The .alpha.- and .beta.-D-xylofuranosyl analogues of the naturally occurring nucleosides, as well as other D-xylofuranosyl derivatives, have been the subject of a systematic synthesis and examination of their biological, i.e. antiviral antimetabolic, and cytostatic properties. The .beta. anomers were prepared by glycosylation of purine and pyrimidine aglycons with peracylated 1-O-acetyl-.alpha.-D-xylofuranoses, followed by removal of the blocking groups.

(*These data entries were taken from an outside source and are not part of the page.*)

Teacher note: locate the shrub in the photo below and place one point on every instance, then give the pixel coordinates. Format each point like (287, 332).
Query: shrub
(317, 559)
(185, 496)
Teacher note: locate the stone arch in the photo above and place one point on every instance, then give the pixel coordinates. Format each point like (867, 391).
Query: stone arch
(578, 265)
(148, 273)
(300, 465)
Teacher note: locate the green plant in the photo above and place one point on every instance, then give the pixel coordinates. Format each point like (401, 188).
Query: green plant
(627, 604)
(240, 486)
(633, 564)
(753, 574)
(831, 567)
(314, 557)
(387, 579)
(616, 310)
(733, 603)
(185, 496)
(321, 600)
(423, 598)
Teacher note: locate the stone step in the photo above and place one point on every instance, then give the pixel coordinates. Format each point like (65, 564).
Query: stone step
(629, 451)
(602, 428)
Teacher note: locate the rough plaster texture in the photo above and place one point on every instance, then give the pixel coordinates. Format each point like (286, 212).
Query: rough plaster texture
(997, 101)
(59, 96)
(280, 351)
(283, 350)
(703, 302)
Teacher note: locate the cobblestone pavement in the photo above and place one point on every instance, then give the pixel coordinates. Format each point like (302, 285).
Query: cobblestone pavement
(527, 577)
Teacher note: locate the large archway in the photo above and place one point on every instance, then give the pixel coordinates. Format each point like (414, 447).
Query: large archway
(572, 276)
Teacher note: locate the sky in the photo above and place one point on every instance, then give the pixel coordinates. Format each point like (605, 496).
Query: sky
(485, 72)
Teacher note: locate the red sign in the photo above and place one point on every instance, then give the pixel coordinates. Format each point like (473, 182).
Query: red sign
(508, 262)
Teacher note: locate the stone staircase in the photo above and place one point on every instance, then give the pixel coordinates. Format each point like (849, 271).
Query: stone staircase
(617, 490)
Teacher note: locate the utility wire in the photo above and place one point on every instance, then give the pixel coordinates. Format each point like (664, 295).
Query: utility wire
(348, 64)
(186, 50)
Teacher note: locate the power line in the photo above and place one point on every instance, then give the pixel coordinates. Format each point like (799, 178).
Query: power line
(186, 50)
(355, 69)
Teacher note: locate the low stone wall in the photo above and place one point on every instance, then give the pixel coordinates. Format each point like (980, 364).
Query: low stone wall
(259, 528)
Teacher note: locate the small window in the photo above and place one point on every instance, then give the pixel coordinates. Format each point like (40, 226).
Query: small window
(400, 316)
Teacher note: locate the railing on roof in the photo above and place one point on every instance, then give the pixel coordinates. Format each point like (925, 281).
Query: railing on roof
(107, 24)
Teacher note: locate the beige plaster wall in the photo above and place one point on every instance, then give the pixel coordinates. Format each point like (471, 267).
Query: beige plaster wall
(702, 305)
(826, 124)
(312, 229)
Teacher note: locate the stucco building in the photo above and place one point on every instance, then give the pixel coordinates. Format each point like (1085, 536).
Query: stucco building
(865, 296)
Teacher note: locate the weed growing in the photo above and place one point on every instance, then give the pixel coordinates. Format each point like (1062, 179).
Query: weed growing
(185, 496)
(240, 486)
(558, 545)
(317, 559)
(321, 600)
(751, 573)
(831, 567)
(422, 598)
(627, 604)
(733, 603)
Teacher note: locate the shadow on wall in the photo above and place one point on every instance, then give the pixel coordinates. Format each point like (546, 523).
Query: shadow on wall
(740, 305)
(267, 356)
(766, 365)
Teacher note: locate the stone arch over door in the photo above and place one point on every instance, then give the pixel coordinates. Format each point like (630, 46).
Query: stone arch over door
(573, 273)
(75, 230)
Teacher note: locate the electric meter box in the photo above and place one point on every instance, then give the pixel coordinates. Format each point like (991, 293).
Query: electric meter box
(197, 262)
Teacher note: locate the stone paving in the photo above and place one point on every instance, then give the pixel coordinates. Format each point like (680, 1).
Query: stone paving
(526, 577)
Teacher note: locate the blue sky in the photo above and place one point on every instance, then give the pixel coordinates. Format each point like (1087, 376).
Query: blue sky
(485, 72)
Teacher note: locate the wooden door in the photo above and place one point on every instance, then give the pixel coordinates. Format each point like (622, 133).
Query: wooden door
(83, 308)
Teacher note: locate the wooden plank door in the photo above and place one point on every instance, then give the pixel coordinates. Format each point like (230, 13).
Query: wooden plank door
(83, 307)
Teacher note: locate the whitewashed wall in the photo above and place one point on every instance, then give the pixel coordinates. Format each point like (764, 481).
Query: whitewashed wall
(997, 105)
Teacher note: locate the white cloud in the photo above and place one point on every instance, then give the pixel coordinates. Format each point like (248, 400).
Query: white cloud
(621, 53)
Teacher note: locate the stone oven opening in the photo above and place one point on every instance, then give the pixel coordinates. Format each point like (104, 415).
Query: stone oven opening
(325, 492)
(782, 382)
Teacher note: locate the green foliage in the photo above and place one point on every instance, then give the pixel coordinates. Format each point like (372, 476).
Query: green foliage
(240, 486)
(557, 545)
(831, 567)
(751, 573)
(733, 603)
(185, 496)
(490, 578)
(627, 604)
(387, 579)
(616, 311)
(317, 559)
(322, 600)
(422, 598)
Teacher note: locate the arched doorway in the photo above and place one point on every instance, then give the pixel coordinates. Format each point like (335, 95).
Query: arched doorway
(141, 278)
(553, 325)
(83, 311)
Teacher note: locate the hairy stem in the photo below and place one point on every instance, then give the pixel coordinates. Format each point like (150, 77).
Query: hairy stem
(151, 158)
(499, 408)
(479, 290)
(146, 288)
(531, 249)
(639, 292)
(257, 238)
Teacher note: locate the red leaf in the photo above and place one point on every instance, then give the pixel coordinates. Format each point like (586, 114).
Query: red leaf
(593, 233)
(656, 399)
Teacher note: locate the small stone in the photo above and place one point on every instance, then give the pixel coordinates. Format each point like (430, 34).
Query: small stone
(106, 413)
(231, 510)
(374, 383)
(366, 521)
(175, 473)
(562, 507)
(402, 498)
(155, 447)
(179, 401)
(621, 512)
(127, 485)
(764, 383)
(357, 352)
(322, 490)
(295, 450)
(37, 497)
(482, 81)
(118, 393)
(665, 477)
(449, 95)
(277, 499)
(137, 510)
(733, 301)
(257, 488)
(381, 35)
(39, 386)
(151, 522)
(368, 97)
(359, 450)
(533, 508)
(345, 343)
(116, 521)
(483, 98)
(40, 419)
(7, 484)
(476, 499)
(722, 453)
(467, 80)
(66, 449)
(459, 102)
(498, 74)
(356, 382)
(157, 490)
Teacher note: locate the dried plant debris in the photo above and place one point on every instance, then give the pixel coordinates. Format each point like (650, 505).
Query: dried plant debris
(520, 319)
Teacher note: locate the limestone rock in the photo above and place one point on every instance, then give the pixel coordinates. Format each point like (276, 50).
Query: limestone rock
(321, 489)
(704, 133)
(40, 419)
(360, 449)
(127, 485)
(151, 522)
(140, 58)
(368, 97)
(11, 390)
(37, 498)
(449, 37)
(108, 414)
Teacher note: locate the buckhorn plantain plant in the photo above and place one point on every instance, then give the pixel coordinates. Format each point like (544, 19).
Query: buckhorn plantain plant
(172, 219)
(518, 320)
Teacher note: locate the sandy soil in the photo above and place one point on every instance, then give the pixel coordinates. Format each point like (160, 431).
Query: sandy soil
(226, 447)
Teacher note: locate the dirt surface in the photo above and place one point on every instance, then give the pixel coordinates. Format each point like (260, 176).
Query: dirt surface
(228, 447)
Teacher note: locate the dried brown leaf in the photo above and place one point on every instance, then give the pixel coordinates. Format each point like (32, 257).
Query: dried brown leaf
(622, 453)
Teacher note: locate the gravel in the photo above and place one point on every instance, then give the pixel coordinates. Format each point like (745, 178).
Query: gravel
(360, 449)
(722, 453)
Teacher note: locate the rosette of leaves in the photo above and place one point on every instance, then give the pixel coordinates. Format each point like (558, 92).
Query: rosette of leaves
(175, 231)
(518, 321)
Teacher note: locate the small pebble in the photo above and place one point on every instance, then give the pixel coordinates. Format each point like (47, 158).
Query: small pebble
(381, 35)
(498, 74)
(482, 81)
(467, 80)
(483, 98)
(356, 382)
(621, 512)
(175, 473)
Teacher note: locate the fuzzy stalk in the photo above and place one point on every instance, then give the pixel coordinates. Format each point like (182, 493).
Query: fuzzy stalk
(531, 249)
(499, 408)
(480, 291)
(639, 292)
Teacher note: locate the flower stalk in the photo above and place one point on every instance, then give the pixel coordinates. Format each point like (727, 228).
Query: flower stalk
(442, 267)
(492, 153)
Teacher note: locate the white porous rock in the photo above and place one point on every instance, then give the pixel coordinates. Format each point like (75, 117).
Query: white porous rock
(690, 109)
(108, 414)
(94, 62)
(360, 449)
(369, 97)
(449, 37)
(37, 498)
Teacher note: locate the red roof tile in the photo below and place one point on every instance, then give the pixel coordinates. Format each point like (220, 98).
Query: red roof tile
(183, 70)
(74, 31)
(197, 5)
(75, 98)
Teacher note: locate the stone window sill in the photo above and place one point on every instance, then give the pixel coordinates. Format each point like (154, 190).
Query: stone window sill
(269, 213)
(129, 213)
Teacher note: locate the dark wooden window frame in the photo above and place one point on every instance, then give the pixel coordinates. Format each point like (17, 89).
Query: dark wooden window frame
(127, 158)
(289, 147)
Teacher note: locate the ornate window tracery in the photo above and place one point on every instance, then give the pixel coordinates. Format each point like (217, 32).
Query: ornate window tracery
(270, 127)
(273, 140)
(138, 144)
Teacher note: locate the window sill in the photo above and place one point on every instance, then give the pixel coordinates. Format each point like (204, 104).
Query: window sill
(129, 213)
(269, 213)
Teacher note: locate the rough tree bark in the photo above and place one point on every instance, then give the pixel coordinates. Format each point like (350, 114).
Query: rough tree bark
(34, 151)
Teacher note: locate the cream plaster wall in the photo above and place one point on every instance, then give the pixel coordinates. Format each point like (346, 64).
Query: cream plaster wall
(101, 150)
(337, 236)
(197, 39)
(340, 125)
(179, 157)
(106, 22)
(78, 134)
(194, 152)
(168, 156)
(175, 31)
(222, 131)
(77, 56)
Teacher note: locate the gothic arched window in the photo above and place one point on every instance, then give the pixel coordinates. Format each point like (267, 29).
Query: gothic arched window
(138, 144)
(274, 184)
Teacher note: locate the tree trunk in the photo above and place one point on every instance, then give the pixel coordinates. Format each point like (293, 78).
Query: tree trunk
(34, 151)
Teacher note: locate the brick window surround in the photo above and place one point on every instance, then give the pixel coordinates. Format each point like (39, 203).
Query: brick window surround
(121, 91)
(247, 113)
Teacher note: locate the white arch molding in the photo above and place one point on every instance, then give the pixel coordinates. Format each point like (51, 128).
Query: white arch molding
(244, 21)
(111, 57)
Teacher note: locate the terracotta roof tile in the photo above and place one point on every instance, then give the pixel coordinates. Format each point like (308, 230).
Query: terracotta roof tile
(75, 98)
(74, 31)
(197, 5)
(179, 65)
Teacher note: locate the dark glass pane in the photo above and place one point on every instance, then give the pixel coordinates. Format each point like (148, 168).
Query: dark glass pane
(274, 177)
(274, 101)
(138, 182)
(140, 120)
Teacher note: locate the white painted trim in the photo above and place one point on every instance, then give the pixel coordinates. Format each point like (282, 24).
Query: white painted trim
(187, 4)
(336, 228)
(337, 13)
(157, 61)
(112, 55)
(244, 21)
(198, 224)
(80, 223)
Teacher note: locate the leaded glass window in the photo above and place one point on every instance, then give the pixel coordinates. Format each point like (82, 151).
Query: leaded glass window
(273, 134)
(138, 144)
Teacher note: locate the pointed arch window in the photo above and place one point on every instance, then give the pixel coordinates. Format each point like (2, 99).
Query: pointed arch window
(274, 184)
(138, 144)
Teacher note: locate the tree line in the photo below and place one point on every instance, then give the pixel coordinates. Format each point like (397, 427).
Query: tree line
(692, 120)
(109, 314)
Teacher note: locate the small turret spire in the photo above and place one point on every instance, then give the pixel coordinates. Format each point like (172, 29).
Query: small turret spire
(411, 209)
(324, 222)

The .alpha. anomers were obtained by a multistep synthesis with use of 2-amino- or 2-mercapto-.alpha.-D-xylofuran[1'',2'':4,5]-2-oxazoline as starting material. The xylofuranosyl nucleosides were tested for their activity against a variety of RNA and DNA viruses and for inhibition of cell growth and macromolecule synthesis. Three compounds, 9-(.beta.-D-xylofuranosyl)adenine, 9-(.beta.-D-xylofuranosyl)guanine, and 1-(.beta.-D-xylofuranosyl)cytosine, showed marked biological activity.